Pour redorer leur image, la Banque mondiale les a invités à investir 1 % de leurs actifs, évalués à 3 000 milliards de dollars, dans un mécanisme d’aide à l’Afrique.
CIC, nouveau bras financier de la Chine
Pékin semble bien évidemment la première visée. Le chinois China Investment Corporation CIC semble vouloir devancer les attaques en prônant sa transparence. La jeune société d’investissement de l’Etat a multiplié les entrées capitalistiques depuis sa création en septembre dernier. La CIC vient d’apporter 5 milliards de dollars à la banque américaine Morgan Stanley pour l’aider à rétablir ses fonds propres, mis à mal par les énormes dépréciations d’actifs résultant de son exposition au marché des crédits hypothécaires à risques. Cet apport de fonds dans Morgan Stanley n’était pas le premier gros investissement de CIC. Le fonds souverain a déjà investi 3 milliards de dollars pour une participation minoritaire dans le fonds américain Blackstone. D’autres investissements devraient sans nul doute être annoncés. D’un côté, ils peuvent être bienvenus. Le FMI rappelle que les fonds souverains ont joué un rôle stabilisateur dans l’économie mondiale pendant la crise des « subprimes ». De l’autre, cette masse monétaire fait peur tout comme les ambitions de ceux qui la manient.
Lors d’une conférence organisée par le Crédit Suisse, l’un de ses vice-présidents n’a pas manqué de souligner que le CIC s’était fixé des objectifs de rendement mesurés, aux alentours de 5 %. Reste que la stratégie chinoise en la matière est d’obtenir pour ces investissements des rendements supérieurs à ceux issus d’autres placements, notamment dans les fonds d’état américains, qui sont pour beaucoup alimentés par de l’argent chinois.

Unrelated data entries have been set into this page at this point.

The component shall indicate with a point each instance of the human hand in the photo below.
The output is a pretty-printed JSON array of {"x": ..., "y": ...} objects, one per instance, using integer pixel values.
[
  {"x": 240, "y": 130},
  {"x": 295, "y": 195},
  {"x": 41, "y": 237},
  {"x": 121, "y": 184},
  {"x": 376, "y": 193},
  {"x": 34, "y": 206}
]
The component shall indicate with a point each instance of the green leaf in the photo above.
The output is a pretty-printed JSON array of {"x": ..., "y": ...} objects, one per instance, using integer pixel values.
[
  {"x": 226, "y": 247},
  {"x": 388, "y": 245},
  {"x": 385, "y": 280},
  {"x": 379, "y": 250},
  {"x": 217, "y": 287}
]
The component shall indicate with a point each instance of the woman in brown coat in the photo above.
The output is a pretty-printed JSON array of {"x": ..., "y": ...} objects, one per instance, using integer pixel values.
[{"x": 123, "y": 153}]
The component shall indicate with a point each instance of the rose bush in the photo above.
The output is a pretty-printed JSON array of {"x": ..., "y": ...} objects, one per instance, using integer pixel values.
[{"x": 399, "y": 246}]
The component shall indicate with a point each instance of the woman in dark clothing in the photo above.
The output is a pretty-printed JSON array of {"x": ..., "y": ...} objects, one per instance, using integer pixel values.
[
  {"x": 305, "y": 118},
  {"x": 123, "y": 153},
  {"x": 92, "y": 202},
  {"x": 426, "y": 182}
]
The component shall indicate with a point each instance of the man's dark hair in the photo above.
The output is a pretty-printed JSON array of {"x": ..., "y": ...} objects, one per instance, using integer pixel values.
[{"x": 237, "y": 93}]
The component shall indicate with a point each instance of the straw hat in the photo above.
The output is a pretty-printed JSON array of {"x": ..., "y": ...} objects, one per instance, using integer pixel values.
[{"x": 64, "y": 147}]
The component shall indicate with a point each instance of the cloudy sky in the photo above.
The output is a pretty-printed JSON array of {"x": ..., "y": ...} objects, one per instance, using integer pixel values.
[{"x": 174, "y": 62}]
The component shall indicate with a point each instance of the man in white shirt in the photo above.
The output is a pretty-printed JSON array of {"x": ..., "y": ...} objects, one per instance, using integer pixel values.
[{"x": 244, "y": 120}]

Il faut aussi bien garder à l’esprit que le CIC a de quoi faire avec près de 200 milliards de dollars dans ses caisses. Et la Chine possède 1 530 milliards de dollars de réserves de change. La marge de manoeuvre est grande pour l’une des premières économies de la planète, à la tête des premières réserves de change au monde, et qui ne représente pour le moment qu’un pour cent des investissements étrangers mondiaux.